Ecchordosis physaliphora, benign notochordal tumor, and chordoma all have similar immunohistochemical features. The tumor cells are positive with antibodies directed against broad-spectrum cytokeratin and brachyury and variably positive for S-100 protein. One study found notochordal vestiges (ecchordosis physaliphora) to be negative for cytokeratin 18, whereas chordoma and benign notochordal cell tumors were positive. However, another study found differing results, suggesting that this marker may not be helpful in distinguishing these entities.

Treatment and Prognosis

Ecchordosis physaliphora is benign and usually left untreated until symptoms occur.
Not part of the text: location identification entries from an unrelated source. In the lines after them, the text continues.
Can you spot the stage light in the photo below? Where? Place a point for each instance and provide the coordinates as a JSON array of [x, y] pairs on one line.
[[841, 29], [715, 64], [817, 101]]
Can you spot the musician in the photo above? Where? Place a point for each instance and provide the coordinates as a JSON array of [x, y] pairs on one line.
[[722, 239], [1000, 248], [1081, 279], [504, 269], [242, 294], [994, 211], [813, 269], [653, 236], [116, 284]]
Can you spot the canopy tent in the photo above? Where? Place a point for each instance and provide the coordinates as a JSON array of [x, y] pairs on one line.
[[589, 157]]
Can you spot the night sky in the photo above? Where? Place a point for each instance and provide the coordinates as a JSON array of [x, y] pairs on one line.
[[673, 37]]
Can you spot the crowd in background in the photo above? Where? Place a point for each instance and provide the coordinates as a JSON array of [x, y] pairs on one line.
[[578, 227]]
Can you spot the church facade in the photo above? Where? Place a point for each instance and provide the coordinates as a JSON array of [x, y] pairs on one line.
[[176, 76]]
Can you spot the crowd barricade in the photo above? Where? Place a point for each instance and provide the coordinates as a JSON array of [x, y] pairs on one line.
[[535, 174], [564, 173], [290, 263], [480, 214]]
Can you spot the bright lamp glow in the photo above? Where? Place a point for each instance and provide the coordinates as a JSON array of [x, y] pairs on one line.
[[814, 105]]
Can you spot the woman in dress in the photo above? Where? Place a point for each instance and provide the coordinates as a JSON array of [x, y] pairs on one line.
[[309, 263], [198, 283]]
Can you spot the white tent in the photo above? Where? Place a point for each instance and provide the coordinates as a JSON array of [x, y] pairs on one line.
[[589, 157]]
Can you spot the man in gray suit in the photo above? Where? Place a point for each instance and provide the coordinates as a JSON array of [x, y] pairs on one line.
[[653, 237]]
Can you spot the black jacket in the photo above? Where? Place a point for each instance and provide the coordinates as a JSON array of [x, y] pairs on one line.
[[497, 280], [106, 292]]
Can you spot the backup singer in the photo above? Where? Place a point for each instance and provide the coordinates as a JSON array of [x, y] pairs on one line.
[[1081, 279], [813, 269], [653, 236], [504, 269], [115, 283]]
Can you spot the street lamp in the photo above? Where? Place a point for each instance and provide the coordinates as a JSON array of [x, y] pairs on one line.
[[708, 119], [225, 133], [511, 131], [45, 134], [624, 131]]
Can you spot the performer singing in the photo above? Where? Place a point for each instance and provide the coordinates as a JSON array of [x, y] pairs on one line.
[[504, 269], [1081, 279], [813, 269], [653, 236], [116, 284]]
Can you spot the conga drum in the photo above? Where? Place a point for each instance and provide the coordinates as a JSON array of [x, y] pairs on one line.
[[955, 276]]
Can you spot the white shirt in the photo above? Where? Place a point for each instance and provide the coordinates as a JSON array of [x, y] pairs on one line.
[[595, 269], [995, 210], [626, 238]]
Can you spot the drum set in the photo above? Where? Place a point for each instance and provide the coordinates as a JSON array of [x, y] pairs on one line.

Benign Notochordal Cell Tumor

Definition and Synonyms

Benign notochordal cell tumor is a notochordal cell intraosseous lesion of the axial skeleton with distinct histologic and radiologic features that differ from chordoma. Synonyms include benign notochordal tumor, benign notochordal lesion, giant notochordal rest, giant vertebral notochordal rest, and giant notochordal hamartoma. Rare pulmonary examples have been described.